Limitations & Future Work

  • Evaluation only, no methodology provided: STARE diagnoses the visual simulation gap but does not propose how models might acquire such capabilities (e.g., generating intermediate steps or integrating explicit simulators).
  • Dominance of multiple-choice/binary formats: While easy to evaluate, these allow "guessing" and shortcuts (e.g., Tangrams solved via area summation reaching \(\sim 75\%\)). Open-ended generative spatial reasoning is not covered.
  • Smaller scale and single-image format for real-world tasks: Temporal (471) and Viewpoint (250) tasks are small and lack intermediate steps, making the characterization of "implicit mental simulation" relatively coarse.
  • Limited human baseline scale: Only 5 undergraduate students were evaluated. While they achieved near-perfect accuracy, the robustness across populations with varying spatial skills remains undiscussed.
  • Future directions: Exploring training or inference paradigms that force models to explicitly "draw or predict intermediate frames" before reasoning, and using 3D folding perception (\(57.4\%\)) as a target for improvement.
  • vs. Traditional Visual Reasoning (CLEVR / Raven): These focus on static recognition or linguistically reducible tasks. STARE targets non-verbal tasks requiring multi-step simulation and explicitly provides intermediate visualizations.
  • vs. VSI-Bench: VSI-Bench emphasizes mental imagery for spatial memory and estimation from video. STARE provides procedurally synthesized tasks with controllable difficulty to evaluate "step-by-step simulation" itself.
  • vs.
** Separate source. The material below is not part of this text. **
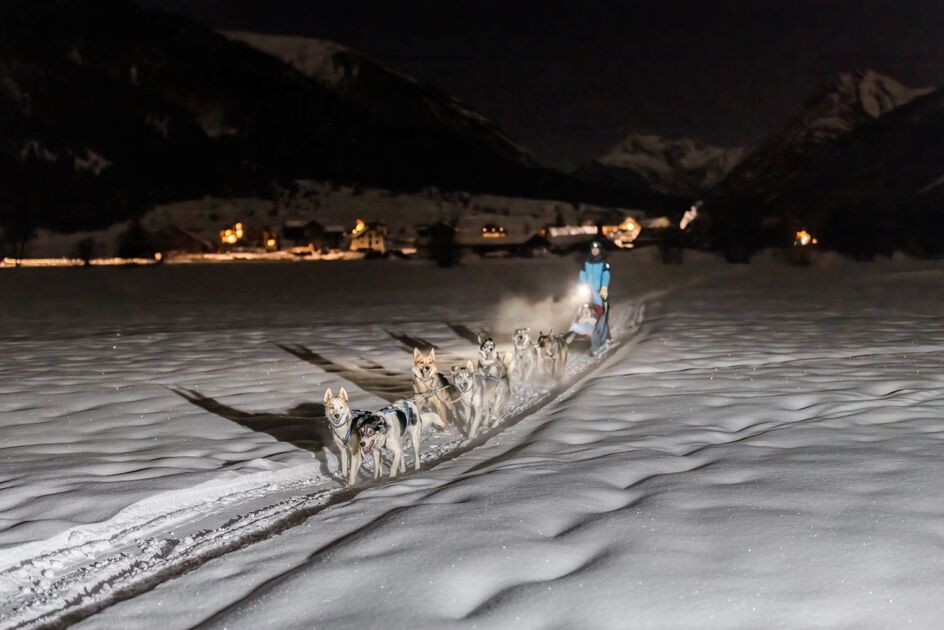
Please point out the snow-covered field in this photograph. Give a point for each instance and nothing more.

Cognitive Science Research: This work operationalizes classic paradigms (Shepard-Metzler mental rotation, Hegarty mental animation) into a large-scale benchmark for MLLMs, replicating the "increased difficulty, increased time" phenomenon found in human studies.

Rating

  • Novelty: ⭐⭐⭐⭐⭐ The first spatial cognition benchmark to treat "multi-step visual simulation" as a standalone dimension and decouple simulation capabilities via a dual-axis protocol.
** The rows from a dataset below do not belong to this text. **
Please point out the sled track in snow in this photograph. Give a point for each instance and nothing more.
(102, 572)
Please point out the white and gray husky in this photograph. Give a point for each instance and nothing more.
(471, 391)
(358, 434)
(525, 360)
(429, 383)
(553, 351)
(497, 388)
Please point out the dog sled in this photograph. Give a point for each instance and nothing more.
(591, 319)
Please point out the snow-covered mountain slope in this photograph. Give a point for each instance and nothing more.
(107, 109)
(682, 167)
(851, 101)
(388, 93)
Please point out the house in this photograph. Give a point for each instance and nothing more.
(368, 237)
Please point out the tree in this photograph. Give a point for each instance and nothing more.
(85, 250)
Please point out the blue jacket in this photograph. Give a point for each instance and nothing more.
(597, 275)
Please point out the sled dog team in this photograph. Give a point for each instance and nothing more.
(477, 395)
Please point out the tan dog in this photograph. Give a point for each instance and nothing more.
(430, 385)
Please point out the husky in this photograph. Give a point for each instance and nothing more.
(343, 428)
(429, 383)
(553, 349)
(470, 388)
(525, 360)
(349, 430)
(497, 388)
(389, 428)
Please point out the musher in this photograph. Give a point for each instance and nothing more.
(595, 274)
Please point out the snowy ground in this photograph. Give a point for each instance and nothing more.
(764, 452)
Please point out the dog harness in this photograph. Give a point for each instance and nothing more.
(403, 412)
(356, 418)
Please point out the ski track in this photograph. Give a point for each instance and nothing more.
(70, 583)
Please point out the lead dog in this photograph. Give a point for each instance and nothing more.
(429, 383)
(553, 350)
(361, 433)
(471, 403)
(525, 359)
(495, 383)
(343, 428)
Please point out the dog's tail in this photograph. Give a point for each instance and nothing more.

  • Experimental Thoroughness: ⭐⭐⭐⭐⭐ 11 models + human baseline, with 6 attribution probes (Q1–Q6) to pinpoint bottlenecks.
  • Writing Quality: ⭐⭐⭐⭐ Clear task stratification and evaluation settings; cognitive scientific motivation is well articulated, though tables are slightly dense.
  • Value: ⭐⭐⭐⭐⭐ Exposes a critical flaw in current MLLMs regarding spatial simulation and provides a metric for future models capable of mental imagery.